There is a requirement that the insurance companies be audited annually to assure that the payment for abortion coverage fully covers the administrative and clinical costs, that the payment is held in a separate account from other premiums, and that there are no federal dollars used.

In addition, there is a wonderful provision in the bill that provides $250 million over 10 years to pay for counseling, education, job training and housing for vulnerable women who are pregnant or parenting. Another provision provides a substantial increase in the adoption tax credit and funding for adoption assistance programs.

An association of nuns, representing 59,00o sisters, agrees and amplifies, from the point of view of those actually providing health services to the poor (compare the bishops):

We have witnessed firsthand the impact of our national health care crisis, particularly its impact on women, children and people who are poor. We see the toll on families who have delayed seeking care due to a lack of health insurance coverage or lack of funds with which to pay high deductibles and co-pays. We have counseled and prayed with men, women and children who have been denied health care coverage by insurance companies. We have witnessed early and avoidable deaths because of delayed medical treatment.

The health care bill that has been passed by the Senate and that will be voted on by the House will expand coverage to over 30 million uninsured Americans. While it is an imperfect measure, it is a crucial next step in realizing health care for all. It will invest in preventative care. It will bar insurers from denying coverage based on pre-existing conditions. It will make crucial investments in community health centers that largely serve poor women and children.

[T]his is the REAL pro-life stance, and we as Catholics are all for it….

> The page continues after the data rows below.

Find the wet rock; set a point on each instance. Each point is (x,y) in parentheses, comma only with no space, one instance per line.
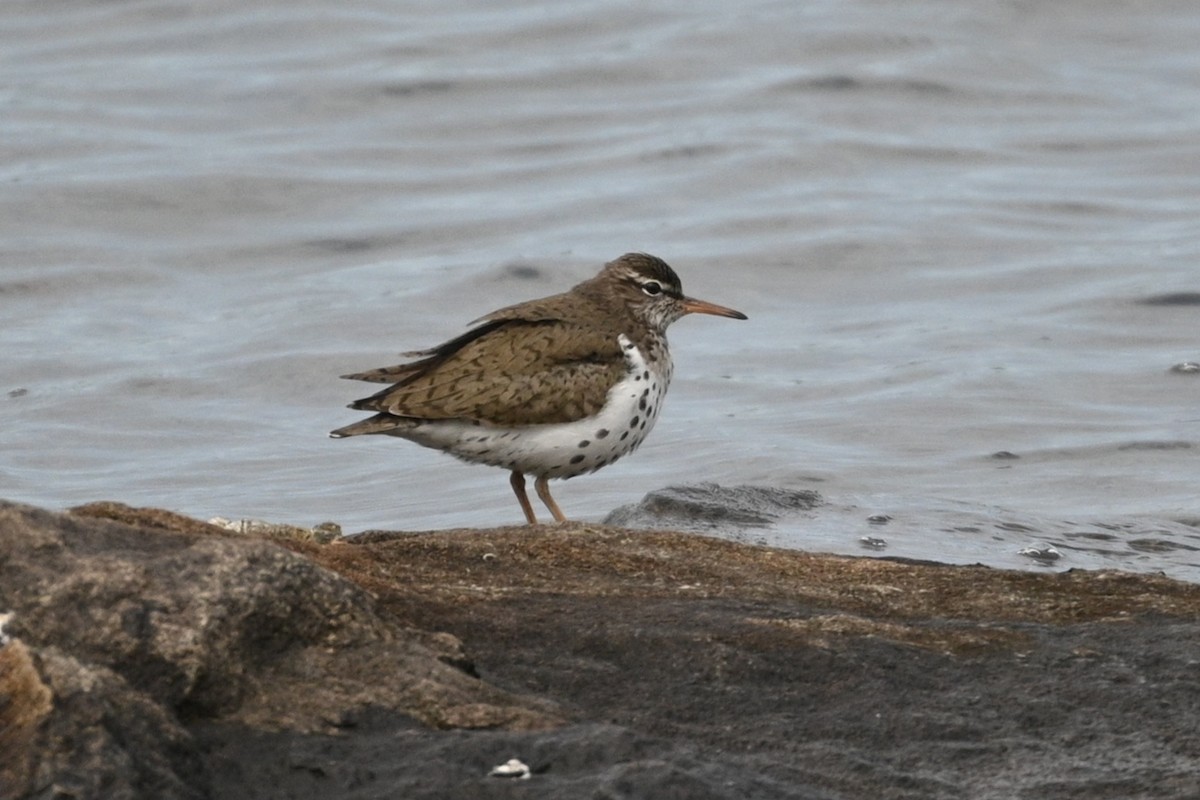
(688,667)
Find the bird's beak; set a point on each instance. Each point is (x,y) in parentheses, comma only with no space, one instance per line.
(693,306)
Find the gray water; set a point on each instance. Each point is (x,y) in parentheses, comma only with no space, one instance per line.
(958,229)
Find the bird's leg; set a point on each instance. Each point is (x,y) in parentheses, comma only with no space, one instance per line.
(543,486)
(517,481)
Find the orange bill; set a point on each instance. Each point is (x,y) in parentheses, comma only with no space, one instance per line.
(693,306)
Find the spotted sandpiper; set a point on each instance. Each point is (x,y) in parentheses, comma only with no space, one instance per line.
(551,388)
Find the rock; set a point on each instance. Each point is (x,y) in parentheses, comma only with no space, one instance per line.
(121,635)
(145,662)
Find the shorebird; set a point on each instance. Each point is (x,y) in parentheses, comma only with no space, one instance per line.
(551,388)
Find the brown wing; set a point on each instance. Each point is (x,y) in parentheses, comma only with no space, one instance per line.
(507,372)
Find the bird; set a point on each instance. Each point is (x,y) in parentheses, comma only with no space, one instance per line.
(551,388)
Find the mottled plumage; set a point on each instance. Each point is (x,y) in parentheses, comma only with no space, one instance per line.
(552,388)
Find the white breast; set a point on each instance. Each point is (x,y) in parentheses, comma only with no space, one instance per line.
(563,450)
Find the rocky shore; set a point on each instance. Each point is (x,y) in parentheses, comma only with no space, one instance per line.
(151,655)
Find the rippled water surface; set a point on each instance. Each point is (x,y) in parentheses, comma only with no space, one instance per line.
(965,234)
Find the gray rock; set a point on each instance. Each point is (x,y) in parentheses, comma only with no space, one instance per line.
(129,633)
(709,506)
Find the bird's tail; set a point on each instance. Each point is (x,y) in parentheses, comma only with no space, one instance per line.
(377,423)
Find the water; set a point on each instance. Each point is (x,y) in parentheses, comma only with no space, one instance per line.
(945,221)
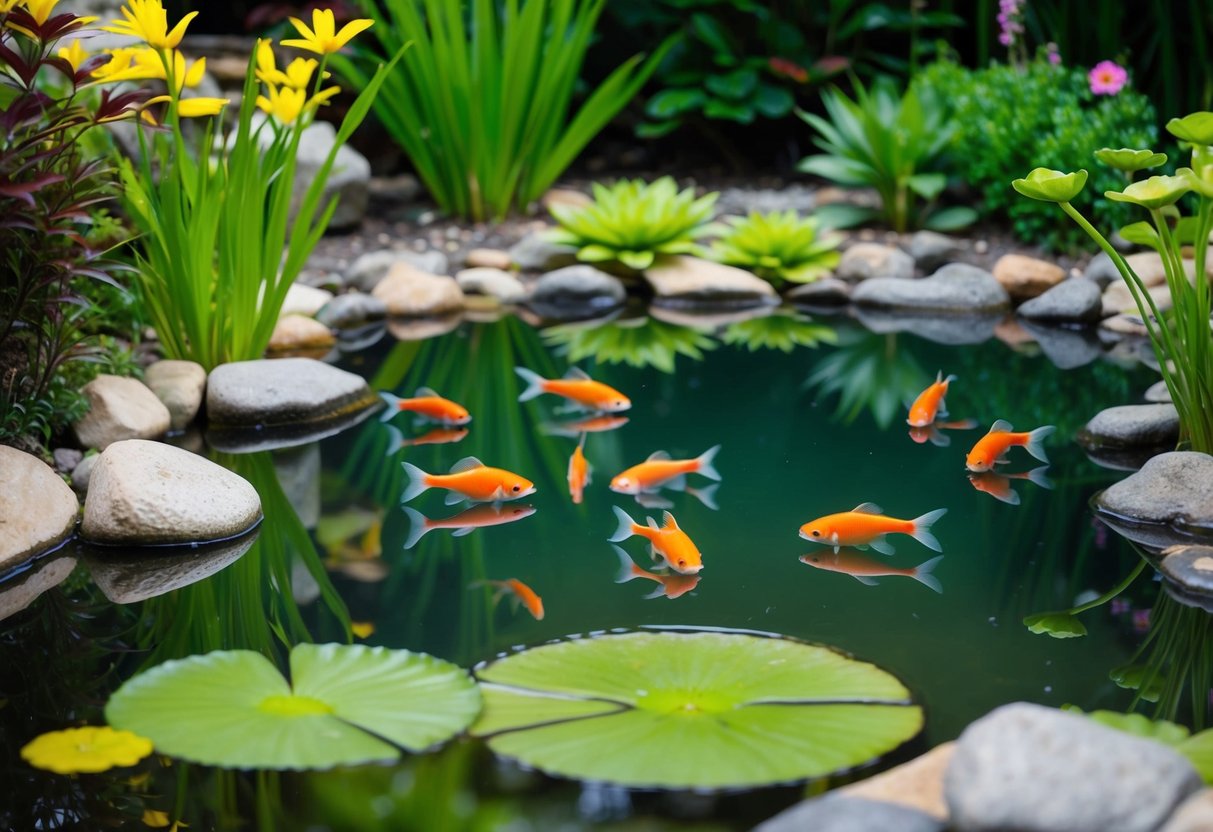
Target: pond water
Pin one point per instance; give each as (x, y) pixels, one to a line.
(808, 432)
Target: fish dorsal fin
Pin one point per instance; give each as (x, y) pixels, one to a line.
(466, 463)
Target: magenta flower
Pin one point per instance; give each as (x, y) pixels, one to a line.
(1108, 78)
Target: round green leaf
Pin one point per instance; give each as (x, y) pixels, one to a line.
(702, 710)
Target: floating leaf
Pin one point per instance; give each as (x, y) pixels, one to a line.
(692, 710)
(233, 708)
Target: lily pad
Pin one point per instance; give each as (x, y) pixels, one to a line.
(347, 705)
(692, 710)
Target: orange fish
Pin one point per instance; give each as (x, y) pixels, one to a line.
(991, 449)
(865, 570)
(929, 403)
(998, 485)
(670, 586)
(668, 541)
(466, 522)
(866, 525)
(660, 471)
(428, 405)
(468, 479)
(577, 387)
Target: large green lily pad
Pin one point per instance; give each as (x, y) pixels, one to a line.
(692, 710)
(348, 705)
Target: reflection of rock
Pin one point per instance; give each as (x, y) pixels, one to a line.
(38, 511)
(1025, 767)
(130, 575)
(147, 493)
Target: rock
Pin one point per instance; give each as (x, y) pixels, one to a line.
(873, 260)
(493, 283)
(837, 813)
(120, 409)
(352, 311)
(684, 280)
(147, 493)
(575, 291)
(1134, 425)
(1034, 769)
(1026, 277)
(38, 509)
(180, 386)
(1075, 300)
(409, 292)
(366, 272)
(955, 289)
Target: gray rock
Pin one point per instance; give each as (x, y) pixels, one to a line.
(1075, 300)
(873, 260)
(289, 391)
(147, 493)
(38, 509)
(180, 386)
(836, 813)
(120, 409)
(1034, 769)
(955, 289)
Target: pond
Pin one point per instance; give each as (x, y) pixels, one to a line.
(812, 431)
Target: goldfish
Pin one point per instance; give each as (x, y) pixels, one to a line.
(929, 403)
(998, 485)
(670, 586)
(428, 405)
(991, 449)
(867, 525)
(468, 479)
(466, 522)
(668, 541)
(577, 387)
(865, 570)
(660, 471)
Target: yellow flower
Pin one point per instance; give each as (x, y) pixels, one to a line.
(323, 38)
(89, 748)
(148, 21)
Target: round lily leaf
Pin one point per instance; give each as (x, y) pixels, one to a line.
(702, 710)
(233, 708)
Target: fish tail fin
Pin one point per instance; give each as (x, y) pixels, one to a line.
(924, 574)
(535, 382)
(1036, 442)
(922, 529)
(416, 482)
(706, 462)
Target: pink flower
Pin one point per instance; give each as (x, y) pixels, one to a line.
(1106, 78)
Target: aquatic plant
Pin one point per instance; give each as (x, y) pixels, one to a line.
(894, 143)
(632, 222)
(480, 102)
(778, 246)
(221, 241)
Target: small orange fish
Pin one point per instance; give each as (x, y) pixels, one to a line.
(929, 403)
(668, 541)
(866, 525)
(998, 485)
(668, 586)
(466, 522)
(428, 405)
(660, 471)
(991, 449)
(468, 479)
(577, 387)
(865, 570)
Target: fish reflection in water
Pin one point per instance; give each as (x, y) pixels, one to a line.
(865, 570)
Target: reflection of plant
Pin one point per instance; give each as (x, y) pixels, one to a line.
(778, 246)
(632, 222)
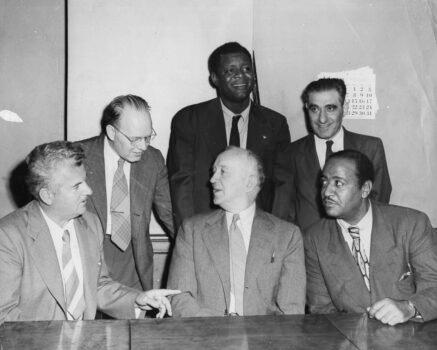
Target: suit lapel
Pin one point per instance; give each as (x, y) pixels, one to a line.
(89, 264)
(382, 250)
(96, 179)
(343, 266)
(216, 241)
(260, 246)
(214, 128)
(44, 254)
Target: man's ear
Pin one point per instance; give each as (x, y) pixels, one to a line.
(366, 189)
(46, 196)
(110, 132)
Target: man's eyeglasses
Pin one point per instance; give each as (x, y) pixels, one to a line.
(136, 141)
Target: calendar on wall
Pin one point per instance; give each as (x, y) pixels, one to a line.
(360, 98)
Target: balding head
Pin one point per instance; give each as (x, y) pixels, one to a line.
(237, 178)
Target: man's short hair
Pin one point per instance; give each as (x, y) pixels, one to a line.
(325, 84)
(113, 110)
(225, 49)
(363, 166)
(44, 159)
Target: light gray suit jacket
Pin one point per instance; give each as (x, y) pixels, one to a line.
(402, 242)
(30, 277)
(148, 186)
(275, 271)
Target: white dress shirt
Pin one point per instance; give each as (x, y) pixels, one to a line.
(245, 226)
(111, 164)
(338, 145)
(365, 227)
(242, 123)
(56, 233)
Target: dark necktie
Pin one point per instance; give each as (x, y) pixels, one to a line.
(359, 256)
(328, 149)
(234, 140)
(74, 298)
(237, 252)
(120, 209)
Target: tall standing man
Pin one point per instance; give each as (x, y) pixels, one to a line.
(127, 177)
(237, 260)
(201, 131)
(368, 256)
(51, 259)
(298, 198)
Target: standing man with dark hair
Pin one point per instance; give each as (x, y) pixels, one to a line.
(51, 259)
(237, 260)
(298, 198)
(368, 256)
(200, 132)
(127, 177)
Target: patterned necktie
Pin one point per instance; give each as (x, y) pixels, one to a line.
(234, 140)
(120, 209)
(359, 256)
(237, 252)
(73, 293)
(328, 149)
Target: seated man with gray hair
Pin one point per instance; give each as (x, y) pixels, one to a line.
(51, 259)
(237, 260)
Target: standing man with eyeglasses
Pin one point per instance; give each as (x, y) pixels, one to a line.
(200, 132)
(128, 177)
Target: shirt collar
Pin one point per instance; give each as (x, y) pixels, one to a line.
(229, 114)
(246, 215)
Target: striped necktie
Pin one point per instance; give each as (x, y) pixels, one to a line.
(74, 298)
(120, 209)
(237, 253)
(359, 256)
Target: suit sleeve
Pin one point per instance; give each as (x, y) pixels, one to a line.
(161, 197)
(180, 162)
(284, 204)
(292, 283)
(381, 190)
(10, 278)
(318, 298)
(182, 276)
(423, 259)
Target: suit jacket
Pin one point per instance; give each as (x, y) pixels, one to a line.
(30, 277)
(275, 271)
(198, 135)
(402, 241)
(148, 185)
(298, 198)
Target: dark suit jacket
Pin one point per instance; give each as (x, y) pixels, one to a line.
(30, 278)
(400, 236)
(298, 198)
(148, 185)
(198, 135)
(275, 271)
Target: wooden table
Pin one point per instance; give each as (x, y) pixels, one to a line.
(256, 332)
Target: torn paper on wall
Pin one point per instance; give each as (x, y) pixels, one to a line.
(361, 93)
(10, 116)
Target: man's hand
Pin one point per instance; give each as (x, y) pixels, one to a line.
(391, 311)
(156, 298)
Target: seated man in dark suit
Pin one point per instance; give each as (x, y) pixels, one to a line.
(237, 260)
(201, 131)
(298, 198)
(51, 259)
(369, 256)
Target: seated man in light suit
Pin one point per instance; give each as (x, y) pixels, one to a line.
(51, 262)
(297, 198)
(238, 259)
(369, 256)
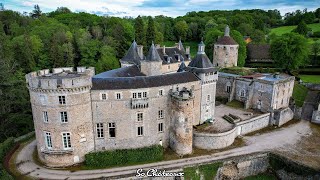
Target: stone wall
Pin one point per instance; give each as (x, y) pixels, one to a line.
(253, 124)
(282, 116)
(120, 112)
(75, 87)
(225, 55)
(214, 141)
(181, 129)
(221, 140)
(241, 167)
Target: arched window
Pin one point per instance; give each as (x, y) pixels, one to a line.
(228, 87)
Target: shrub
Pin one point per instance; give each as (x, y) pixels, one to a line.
(124, 157)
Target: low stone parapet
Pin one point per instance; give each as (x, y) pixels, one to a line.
(214, 141)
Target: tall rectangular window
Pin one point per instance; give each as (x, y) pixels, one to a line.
(160, 114)
(48, 139)
(45, 116)
(100, 133)
(160, 92)
(64, 117)
(139, 116)
(140, 131)
(62, 99)
(112, 130)
(160, 127)
(119, 96)
(66, 139)
(103, 96)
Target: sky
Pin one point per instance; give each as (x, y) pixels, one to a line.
(171, 8)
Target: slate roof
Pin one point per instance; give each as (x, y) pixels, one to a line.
(130, 71)
(172, 52)
(258, 51)
(112, 83)
(226, 40)
(182, 67)
(153, 54)
(132, 55)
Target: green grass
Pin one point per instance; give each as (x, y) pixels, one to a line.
(261, 177)
(209, 171)
(193, 46)
(310, 78)
(299, 94)
(235, 104)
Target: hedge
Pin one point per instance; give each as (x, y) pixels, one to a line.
(124, 157)
(4, 149)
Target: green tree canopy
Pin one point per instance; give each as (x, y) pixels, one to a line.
(242, 51)
(181, 30)
(290, 51)
(302, 28)
(140, 34)
(210, 38)
(151, 31)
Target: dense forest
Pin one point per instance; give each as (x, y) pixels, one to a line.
(36, 40)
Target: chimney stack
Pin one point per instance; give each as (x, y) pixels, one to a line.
(140, 51)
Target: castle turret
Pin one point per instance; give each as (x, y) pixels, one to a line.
(61, 108)
(151, 66)
(181, 127)
(208, 74)
(225, 52)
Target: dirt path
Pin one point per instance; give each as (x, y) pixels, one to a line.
(278, 140)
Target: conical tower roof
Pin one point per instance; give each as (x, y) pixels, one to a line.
(132, 55)
(182, 67)
(180, 46)
(201, 63)
(153, 54)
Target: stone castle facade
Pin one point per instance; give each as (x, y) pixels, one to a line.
(76, 112)
(152, 99)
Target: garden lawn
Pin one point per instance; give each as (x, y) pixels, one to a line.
(310, 78)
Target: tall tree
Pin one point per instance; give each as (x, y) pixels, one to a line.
(302, 28)
(210, 38)
(315, 52)
(140, 34)
(242, 51)
(151, 31)
(36, 13)
(1, 7)
(181, 30)
(290, 51)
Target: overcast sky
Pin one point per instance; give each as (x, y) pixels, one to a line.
(171, 8)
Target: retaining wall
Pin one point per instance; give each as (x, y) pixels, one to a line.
(253, 124)
(221, 140)
(214, 141)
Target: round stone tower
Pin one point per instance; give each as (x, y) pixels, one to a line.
(225, 53)
(61, 108)
(181, 129)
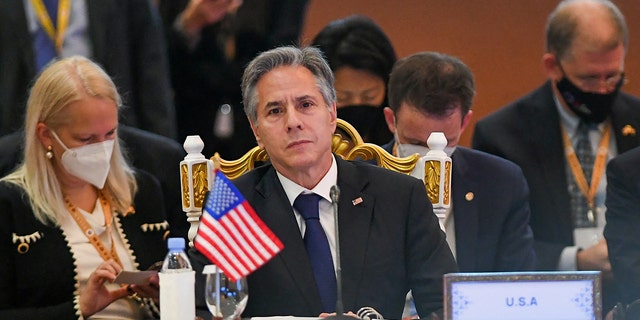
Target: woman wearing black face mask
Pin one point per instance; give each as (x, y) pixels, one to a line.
(361, 57)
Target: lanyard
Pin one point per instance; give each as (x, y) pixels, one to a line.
(90, 233)
(598, 167)
(56, 33)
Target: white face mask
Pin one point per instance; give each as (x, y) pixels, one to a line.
(90, 163)
(405, 150)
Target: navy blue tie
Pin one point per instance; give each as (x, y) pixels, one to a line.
(318, 250)
(45, 49)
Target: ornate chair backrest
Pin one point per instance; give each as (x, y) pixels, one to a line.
(347, 144)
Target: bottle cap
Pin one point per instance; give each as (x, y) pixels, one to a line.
(176, 243)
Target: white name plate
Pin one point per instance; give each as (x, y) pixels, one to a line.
(523, 296)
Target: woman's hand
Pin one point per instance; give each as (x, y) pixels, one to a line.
(149, 290)
(96, 296)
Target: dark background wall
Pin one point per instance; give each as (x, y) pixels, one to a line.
(502, 41)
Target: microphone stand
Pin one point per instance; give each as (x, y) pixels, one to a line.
(335, 195)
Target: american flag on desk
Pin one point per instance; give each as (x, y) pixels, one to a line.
(231, 234)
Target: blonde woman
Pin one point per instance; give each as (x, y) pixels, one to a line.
(74, 213)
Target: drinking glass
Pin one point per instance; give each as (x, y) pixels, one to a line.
(226, 299)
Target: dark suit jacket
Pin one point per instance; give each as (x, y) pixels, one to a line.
(40, 283)
(127, 41)
(528, 133)
(492, 228)
(155, 154)
(390, 243)
(623, 222)
(203, 78)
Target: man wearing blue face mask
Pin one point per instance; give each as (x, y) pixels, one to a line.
(563, 133)
(487, 225)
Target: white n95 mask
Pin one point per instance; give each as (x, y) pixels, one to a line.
(405, 149)
(90, 163)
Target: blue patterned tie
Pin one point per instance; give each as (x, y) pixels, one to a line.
(584, 152)
(45, 49)
(318, 250)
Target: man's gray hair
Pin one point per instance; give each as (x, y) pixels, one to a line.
(309, 57)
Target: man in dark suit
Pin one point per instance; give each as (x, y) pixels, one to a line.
(623, 222)
(389, 237)
(153, 153)
(586, 45)
(488, 224)
(123, 36)
(209, 44)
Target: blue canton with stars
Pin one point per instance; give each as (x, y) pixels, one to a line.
(223, 198)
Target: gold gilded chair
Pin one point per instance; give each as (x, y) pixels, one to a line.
(347, 144)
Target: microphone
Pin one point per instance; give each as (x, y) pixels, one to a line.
(335, 195)
(368, 313)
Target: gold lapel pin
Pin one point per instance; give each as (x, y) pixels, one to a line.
(628, 130)
(469, 196)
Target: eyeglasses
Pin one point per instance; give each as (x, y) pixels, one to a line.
(595, 82)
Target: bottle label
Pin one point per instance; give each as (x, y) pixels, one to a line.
(177, 295)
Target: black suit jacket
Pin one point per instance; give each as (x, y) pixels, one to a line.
(41, 282)
(155, 154)
(490, 201)
(203, 78)
(391, 242)
(528, 133)
(127, 41)
(623, 222)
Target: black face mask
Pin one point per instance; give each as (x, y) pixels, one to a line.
(589, 106)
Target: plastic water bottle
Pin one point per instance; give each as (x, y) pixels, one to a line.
(177, 280)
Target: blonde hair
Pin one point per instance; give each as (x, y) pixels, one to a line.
(60, 84)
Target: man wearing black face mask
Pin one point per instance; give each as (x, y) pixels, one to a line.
(580, 111)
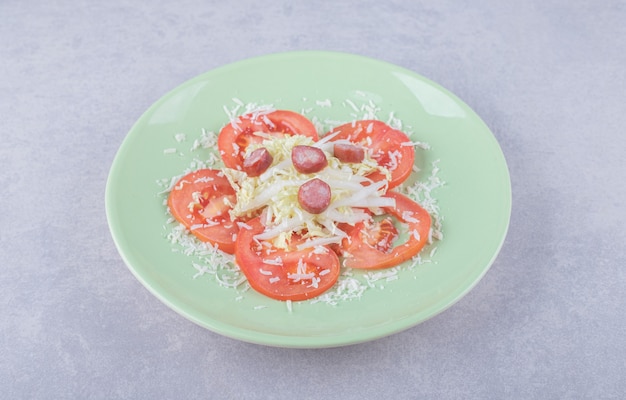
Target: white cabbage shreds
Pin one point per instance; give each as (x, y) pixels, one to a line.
(274, 194)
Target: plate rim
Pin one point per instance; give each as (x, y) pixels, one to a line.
(290, 341)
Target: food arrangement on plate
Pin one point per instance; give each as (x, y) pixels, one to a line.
(290, 207)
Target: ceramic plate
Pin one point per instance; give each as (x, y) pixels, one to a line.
(475, 201)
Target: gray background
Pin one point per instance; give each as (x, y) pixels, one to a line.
(546, 322)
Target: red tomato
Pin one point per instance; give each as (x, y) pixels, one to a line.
(389, 147)
(282, 274)
(235, 137)
(200, 201)
(369, 246)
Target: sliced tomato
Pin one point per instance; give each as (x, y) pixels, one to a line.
(368, 245)
(389, 147)
(284, 274)
(201, 200)
(236, 136)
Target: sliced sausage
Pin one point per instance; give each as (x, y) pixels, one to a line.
(348, 153)
(314, 196)
(257, 162)
(308, 159)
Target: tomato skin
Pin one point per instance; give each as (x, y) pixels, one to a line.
(359, 254)
(233, 139)
(389, 147)
(215, 226)
(273, 280)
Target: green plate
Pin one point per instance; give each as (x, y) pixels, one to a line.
(475, 201)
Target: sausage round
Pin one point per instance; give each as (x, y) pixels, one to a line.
(257, 162)
(308, 159)
(348, 153)
(314, 196)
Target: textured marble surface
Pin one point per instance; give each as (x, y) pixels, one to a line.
(546, 322)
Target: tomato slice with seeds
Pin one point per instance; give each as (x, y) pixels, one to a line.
(201, 200)
(389, 147)
(284, 274)
(236, 136)
(369, 246)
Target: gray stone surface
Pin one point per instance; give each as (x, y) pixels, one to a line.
(546, 322)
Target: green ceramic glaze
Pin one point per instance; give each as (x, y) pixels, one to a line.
(475, 202)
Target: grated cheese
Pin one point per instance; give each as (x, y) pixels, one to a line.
(208, 260)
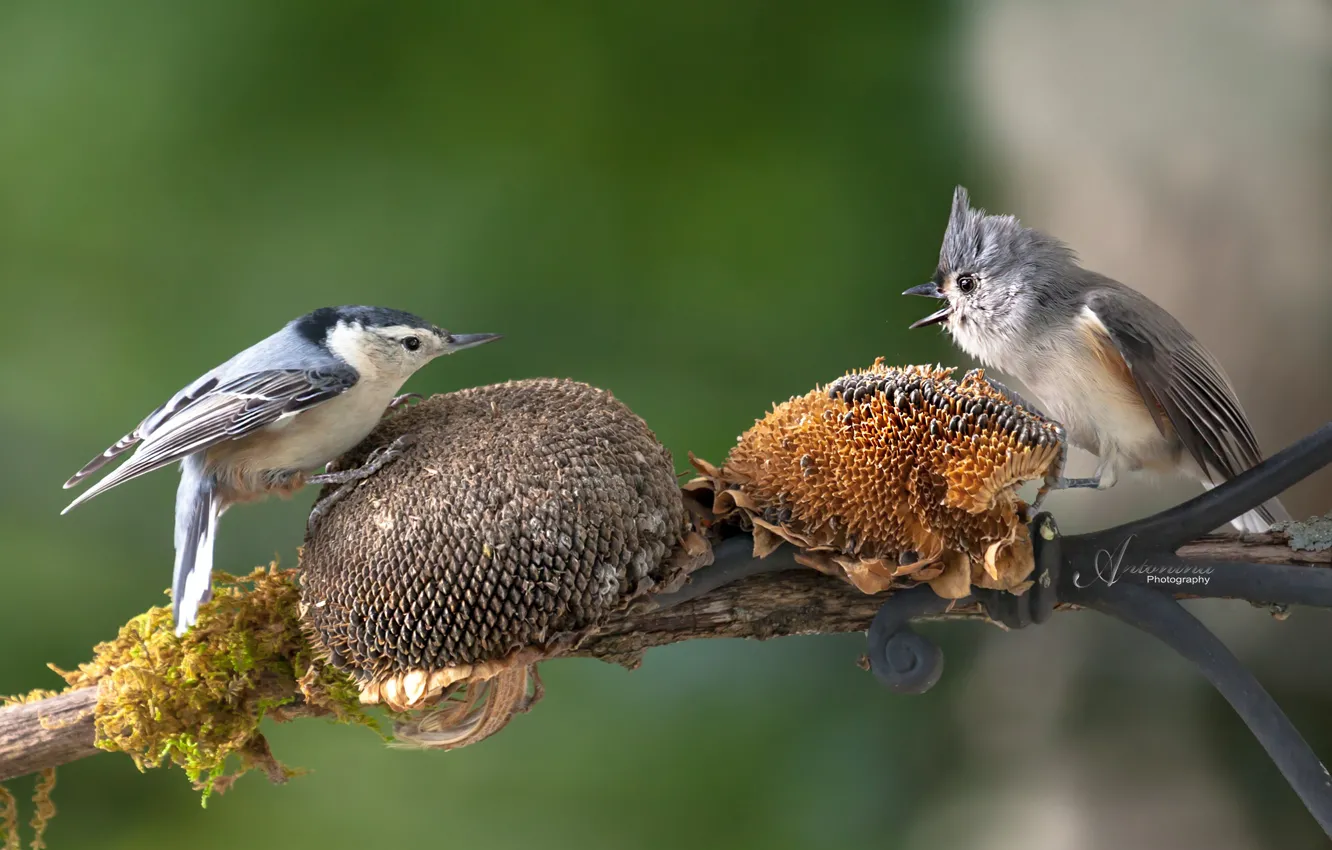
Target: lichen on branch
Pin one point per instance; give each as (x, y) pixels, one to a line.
(197, 700)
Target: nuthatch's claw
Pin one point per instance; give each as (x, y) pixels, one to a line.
(402, 401)
(350, 478)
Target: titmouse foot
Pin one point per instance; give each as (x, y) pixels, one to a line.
(349, 478)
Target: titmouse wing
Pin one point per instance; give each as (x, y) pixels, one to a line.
(216, 412)
(1184, 388)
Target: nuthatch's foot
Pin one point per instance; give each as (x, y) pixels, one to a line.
(349, 478)
(402, 401)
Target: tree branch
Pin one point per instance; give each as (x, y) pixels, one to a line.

Did this get Bark Stupak to rethink his position? What do you think? Perhaps because of unpleasant experiences with Catholic nuns in school (write your own joke), he blathered about getting his “pro-life” guidance not from them but from the bishops and organizations like Focus on the Family — the same group that has this advice for parents who find that spanking isn’t working: “The spanking may be too gentle. If it doesn’t hurt, it doesn’t motivate a child to avoid the consequence next time. A slap with the hand on the bottom of a multidiapered thirty-month-old is not a deterrent to anything. Be sure the child gets the message….”

If health care reform doesn’t pass tomorrow, it will be because Stupak has been able to hold on to enough fellow slavish devotees of the simplistic pro-life legislators. They should listen to the people who actually deliver health care services. If they did, they might take a position that is actually pro-life; instead of “pro-life,” complete with ironic quotations.

  1. There’s been great coverage of the issue over at the Daily Dish.